RECIPES: Fibro-friendly snacks (other chronic illness warriors will love these too!)

Photo courtesy of Creative Commons, used with permission, photo by swong

It’s sometimes hard to find Paleo-compliant snacks, and yet we’re told we should eat smaller meals throughout the day rather than three bigger meals. What’s a chronic illness warrior to do? I’ve got some ideas!

Mixed Nuts + Salami

A winning combination. Really good for the afternoon slump when you need a bit of protein to power through. You have to make sure you find compliant salami.

Banana Apple Almond Butter Bowl

This is one of my favorite combinations right now. It’s now become one of my go-to breakfasts. I cut up bananas and apples and drizzle almond butter on top.

Apples + Cinnamon

Another winning combo if your sweet tooth is ACTIVATED. The cinnamon brings the sweetness out in the apple.

Prosciutto + Fruit

Nuff said. I like prosciutto with apples more than cantaloupe.
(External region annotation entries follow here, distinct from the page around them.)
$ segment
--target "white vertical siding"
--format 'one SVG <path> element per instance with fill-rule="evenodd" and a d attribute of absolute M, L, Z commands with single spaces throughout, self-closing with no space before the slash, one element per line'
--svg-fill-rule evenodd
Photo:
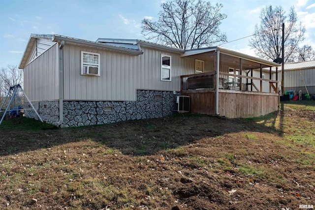
<path fill-rule="evenodd" d="M 32 62 L 55 43 L 49 39 L 36 38 L 27 63 Z"/>
<path fill-rule="evenodd" d="M 149 48 L 139 56 L 77 45 L 63 49 L 65 100 L 134 101 L 136 89 L 179 91 L 180 76 L 194 72 L 194 59 Z M 81 51 L 100 54 L 100 76 L 81 75 Z M 171 82 L 161 81 L 161 54 L 172 56 Z"/>
<path fill-rule="evenodd" d="M 76 45 L 64 47 L 65 100 L 135 100 L 136 56 Z M 100 76 L 81 75 L 81 51 L 100 54 Z"/>
<path fill-rule="evenodd" d="M 30 100 L 59 99 L 58 50 L 56 43 L 24 68 L 24 90 Z"/>
<path fill-rule="evenodd" d="M 301 76 L 302 73 L 308 91 L 310 94 L 315 93 L 315 69 L 284 70 L 284 90 L 293 90 L 297 92 L 302 90 L 303 94 L 306 94 L 306 89 Z M 281 79 L 281 72 L 278 74 L 278 78 Z"/>
<path fill-rule="evenodd" d="M 139 89 L 180 91 L 180 76 L 194 73 L 194 59 L 181 58 L 176 53 L 158 49 L 143 47 L 138 56 L 140 69 L 136 78 Z M 171 56 L 171 81 L 161 81 L 161 55 Z"/>

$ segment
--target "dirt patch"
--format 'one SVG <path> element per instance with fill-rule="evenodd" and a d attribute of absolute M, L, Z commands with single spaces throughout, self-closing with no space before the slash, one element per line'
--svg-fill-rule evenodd
<path fill-rule="evenodd" d="M 314 140 L 288 137 L 314 134 L 314 115 L 287 109 L 246 120 L 189 114 L 79 128 L 0 131 L 0 206 L 291 210 L 314 205 Z"/>

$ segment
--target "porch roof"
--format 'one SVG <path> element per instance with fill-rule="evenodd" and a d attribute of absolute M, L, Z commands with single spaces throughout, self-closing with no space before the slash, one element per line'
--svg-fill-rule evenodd
<path fill-rule="evenodd" d="M 260 69 L 260 64 L 263 68 L 281 66 L 281 64 L 219 46 L 186 50 L 181 56 L 190 57 L 213 62 L 215 58 L 214 53 L 217 50 L 220 52 L 220 63 L 231 68 L 239 68 L 240 59 L 242 60 L 243 70 Z"/>

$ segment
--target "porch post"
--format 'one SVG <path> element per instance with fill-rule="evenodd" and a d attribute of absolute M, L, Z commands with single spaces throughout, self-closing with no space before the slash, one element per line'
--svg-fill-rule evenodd
<path fill-rule="evenodd" d="M 276 67 L 276 81 L 278 81 L 278 67 Z M 278 91 L 278 82 L 276 83 L 276 88 Z"/>
<path fill-rule="evenodd" d="M 269 79 L 271 80 L 271 67 L 269 69 Z M 271 84 L 270 84 L 270 82 L 269 82 L 269 93 L 271 93 Z"/>
<path fill-rule="evenodd" d="M 242 71 L 243 70 L 243 60 L 241 58 L 240 58 L 240 75 L 242 75 Z M 240 77 L 240 90 L 242 90 L 242 80 L 243 78 L 242 77 Z"/>
<path fill-rule="evenodd" d="M 220 66 L 220 51 L 217 47 L 217 82 L 216 85 L 216 114 L 220 115 L 219 113 L 219 77 Z"/>
<path fill-rule="evenodd" d="M 260 78 L 262 78 L 262 64 L 260 64 Z M 262 92 L 262 80 L 260 80 L 260 92 Z"/>
<path fill-rule="evenodd" d="M 251 77 L 252 77 L 252 69 L 251 70 Z M 252 79 L 251 79 L 251 91 L 252 92 Z"/>

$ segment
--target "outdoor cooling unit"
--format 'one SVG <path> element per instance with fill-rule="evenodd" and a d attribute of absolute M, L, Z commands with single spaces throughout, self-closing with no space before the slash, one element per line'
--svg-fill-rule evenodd
<path fill-rule="evenodd" d="M 190 110 L 190 101 L 189 96 L 178 96 L 177 103 L 178 104 L 177 111 L 179 112 L 189 112 Z"/>

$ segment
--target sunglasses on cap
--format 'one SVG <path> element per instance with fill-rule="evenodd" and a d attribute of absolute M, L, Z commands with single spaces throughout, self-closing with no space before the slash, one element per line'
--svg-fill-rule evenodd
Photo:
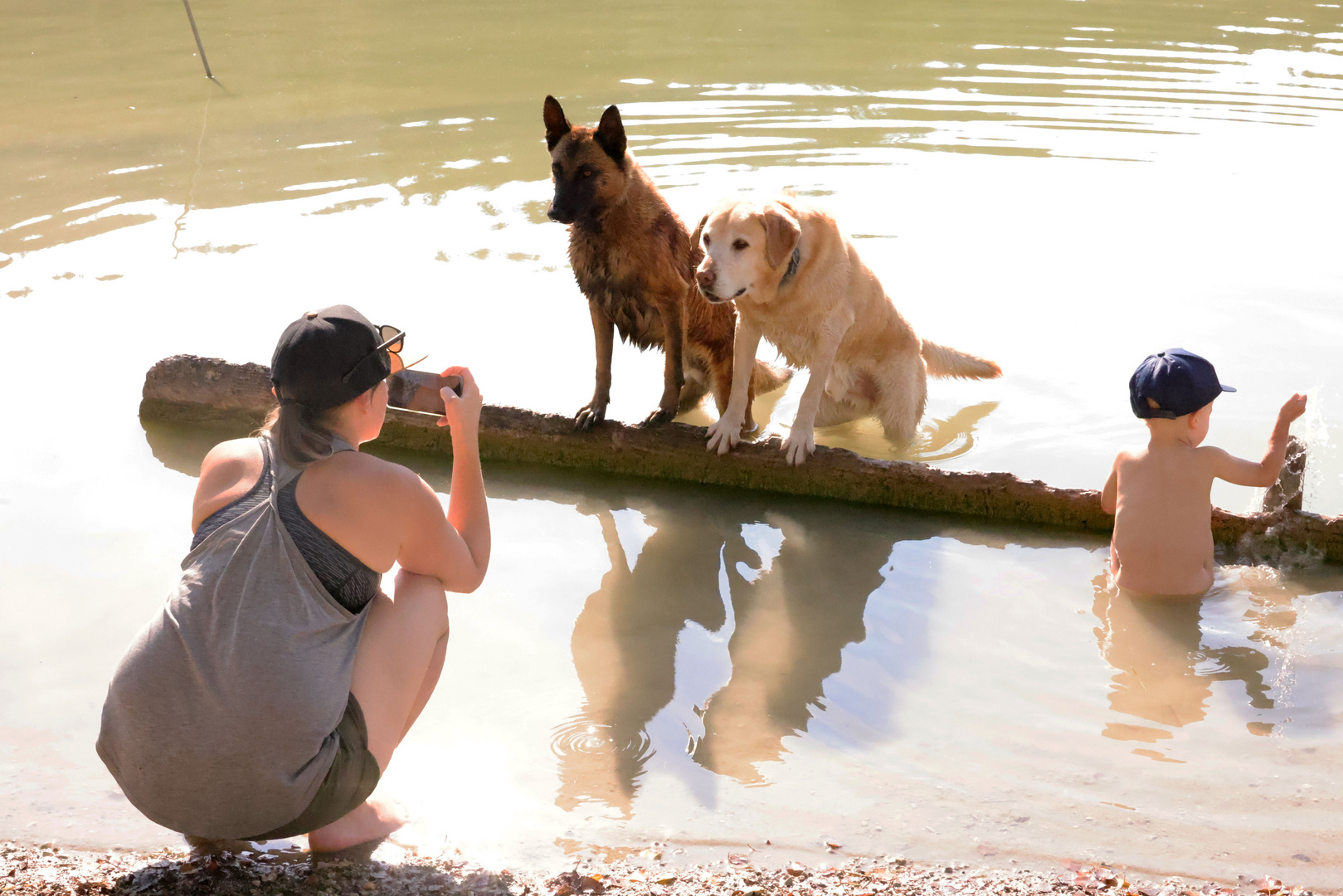
<path fill-rule="evenodd" d="M 341 377 L 342 383 L 349 383 L 349 379 L 355 376 L 355 371 L 367 364 L 369 359 L 377 357 L 379 352 L 384 351 L 387 352 L 388 360 L 392 363 L 392 369 L 391 372 L 388 372 L 388 376 L 391 376 L 392 373 L 399 373 L 404 371 L 407 367 L 414 365 L 414 364 L 407 364 L 406 361 L 402 360 L 402 349 L 406 348 L 406 330 L 398 329 L 391 324 L 384 324 L 383 326 L 377 328 L 377 339 L 383 341 L 377 345 L 377 348 L 375 348 L 372 352 L 361 357 L 359 363 L 355 364 L 355 367 L 349 368 L 349 372 Z M 428 356 L 426 355 L 424 357 Z M 423 360 L 424 360 L 423 357 L 419 359 L 419 361 Z M 415 361 L 415 364 L 419 364 L 419 361 Z"/>

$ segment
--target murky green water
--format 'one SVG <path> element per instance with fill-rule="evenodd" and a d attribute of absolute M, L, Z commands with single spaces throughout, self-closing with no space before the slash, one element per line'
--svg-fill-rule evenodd
<path fill-rule="evenodd" d="M 0 371 L 42 372 L 0 447 L 0 837 L 169 837 L 91 750 L 208 447 L 138 422 L 154 360 L 265 361 L 297 312 L 348 301 L 488 400 L 587 400 L 547 93 L 575 121 L 619 103 L 684 218 L 819 196 L 923 336 L 1005 369 L 932 382 L 907 453 L 865 423 L 822 442 L 1096 488 L 1142 437 L 1133 365 L 1185 345 L 1240 388 L 1210 435 L 1232 451 L 1309 391 L 1307 508 L 1343 512 L 1336 4 L 193 8 L 219 85 L 172 0 L 0 30 Z M 618 349 L 611 414 L 641 419 L 659 371 Z M 406 842 L 551 862 L 830 838 L 1343 881 L 1335 570 L 1236 567 L 1156 611 L 1057 533 L 488 477 L 490 576 L 454 600 L 443 685 L 383 785 L 418 813 Z"/>

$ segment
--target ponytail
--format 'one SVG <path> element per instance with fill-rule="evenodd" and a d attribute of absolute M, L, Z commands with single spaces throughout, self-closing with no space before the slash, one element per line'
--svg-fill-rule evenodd
<path fill-rule="evenodd" d="M 266 415 L 258 434 L 270 434 L 285 463 L 295 467 L 332 455 L 332 411 L 313 411 L 297 402 L 278 404 Z"/>

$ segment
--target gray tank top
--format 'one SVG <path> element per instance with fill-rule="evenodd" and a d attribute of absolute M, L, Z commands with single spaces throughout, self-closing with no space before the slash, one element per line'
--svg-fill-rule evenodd
<path fill-rule="evenodd" d="M 336 755 L 368 617 L 342 607 L 298 552 L 277 496 L 301 470 L 261 443 L 269 498 L 187 555 L 102 708 L 98 755 L 122 793 L 150 821 L 199 837 L 257 836 L 308 807 Z"/>

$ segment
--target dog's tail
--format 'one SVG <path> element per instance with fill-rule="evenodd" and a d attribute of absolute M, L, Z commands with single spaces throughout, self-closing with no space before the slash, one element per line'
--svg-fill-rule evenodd
<path fill-rule="evenodd" d="M 792 371 L 780 371 L 778 367 L 770 367 L 761 360 L 756 360 L 756 365 L 751 369 L 751 388 L 756 395 L 772 392 L 791 379 Z"/>
<path fill-rule="evenodd" d="M 929 343 L 928 340 L 924 340 L 923 356 L 924 361 L 928 364 L 928 372 L 933 376 L 955 376 L 967 380 L 991 380 L 995 376 L 1003 375 L 1003 369 L 990 360 L 975 357 L 974 355 L 966 355 L 964 352 L 958 352 L 954 348 L 937 345 L 936 343 Z"/>

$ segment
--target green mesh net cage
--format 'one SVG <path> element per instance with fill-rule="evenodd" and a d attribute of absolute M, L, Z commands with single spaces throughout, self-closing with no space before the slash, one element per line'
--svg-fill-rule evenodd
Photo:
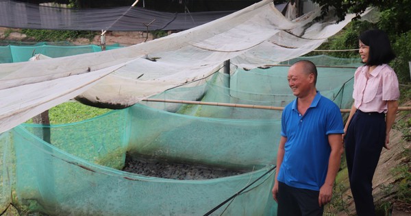
<path fill-rule="evenodd" d="M 107 45 L 106 49 L 122 47 L 118 44 Z M 42 54 L 51 58 L 58 58 L 101 51 L 101 47 L 90 45 L 83 46 L 54 45 L 38 43 L 32 45 L 0 46 L 0 63 L 27 62 L 34 54 Z"/>
<path fill-rule="evenodd" d="M 349 108 L 358 60 L 316 58 L 310 60 L 324 62 L 317 89 Z M 295 99 L 288 69 L 216 72 L 203 84 L 152 98 L 284 106 Z M 74 123 L 21 124 L 0 134 L 0 210 L 13 203 L 48 215 L 203 215 L 256 181 L 212 215 L 275 215 L 275 171 L 269 171 L 280 117 L 280 110 L 141 101 Z M 246 171 L 166 179 L 122 171 L 126 155 Z"/>

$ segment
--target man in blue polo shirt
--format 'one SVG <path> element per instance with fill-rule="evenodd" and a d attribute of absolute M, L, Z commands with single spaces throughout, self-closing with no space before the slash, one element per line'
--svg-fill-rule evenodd
<path fill-rule="evenodd" d="M 323 215 L 340 168 L 344 133 L 338 107 L 315 87 L 317 70 L 310 61 L 292 64 L 288 85 L 297 99 L 282 117 L 273 197 L 277 215 Z"/>

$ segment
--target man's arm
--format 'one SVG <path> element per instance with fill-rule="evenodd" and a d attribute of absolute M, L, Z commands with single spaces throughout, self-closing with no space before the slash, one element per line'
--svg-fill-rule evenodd
<path fill-rule="evenodd" d="M 273 197 L 275 202 L 277 201 L 277 193 L 278 193 L 278 181 L 277 180 L 277 177 L 278 176 L 278 171 L 279 170 L 279 167 L 281 167 L 281 164 L 282 163 L 283 158 L 284 158 L 284 154 L 286 150 L 284 149 L 284 146 L 286 145 L 286 142 L 287 141 L 287 138 L 284 136 L 281 136 L 279 140 L 279 145 L 278 145 L 278 152 L 277 152 L 277 168 L 275 169 L 275 179 L 274 182 L 274 187 L 273 187 Z"/>
<path fill-rule="evenodd" d="M 334 186 L 336 176 L 340 169 L 341 162 L 341 154 L 342 154 L 342 136 L 340 134 L 328 135 L 328 143 L 331 146 L 331 154 L 328 160 L 328 170 L 325 177 L 325 182 L 320 189 L 319 195 L 319 205 L 322 206 L 331 201 L 332 195 L 332 187 Z"/>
Sometimes I mix a bite with dried apricots and almonds.

Carrots + Almond Butter

For a zing, you can add cayenne if you want. Sounds weird but it’s actually good.

DIY Trail mix

We now keep a giant jar of trail mix on the container. It’s a a great way for me to grab a quick snack on the go.  I have a handful of trail mix and a banana for breakfast when I’m too busy to sit down.

Hardboiled Eggs + Bacon Bits

I totally forgot about hard-boiled eggs this round of Whole30. Next time I am going to add more to salads. Especially with bacon bits.

Dried Fruit

I love the dried peaches & apples at Trader Joe’s. I love to end a meal with a few pieces. It’s like having a fruit roll-up.

Baked Sweet Potato Fries

For Whole 30/Paleo, sweet potatoes are preferred rather than traditional white potatoes to create a crispy, tasty fry that is much healthier than the traditional version.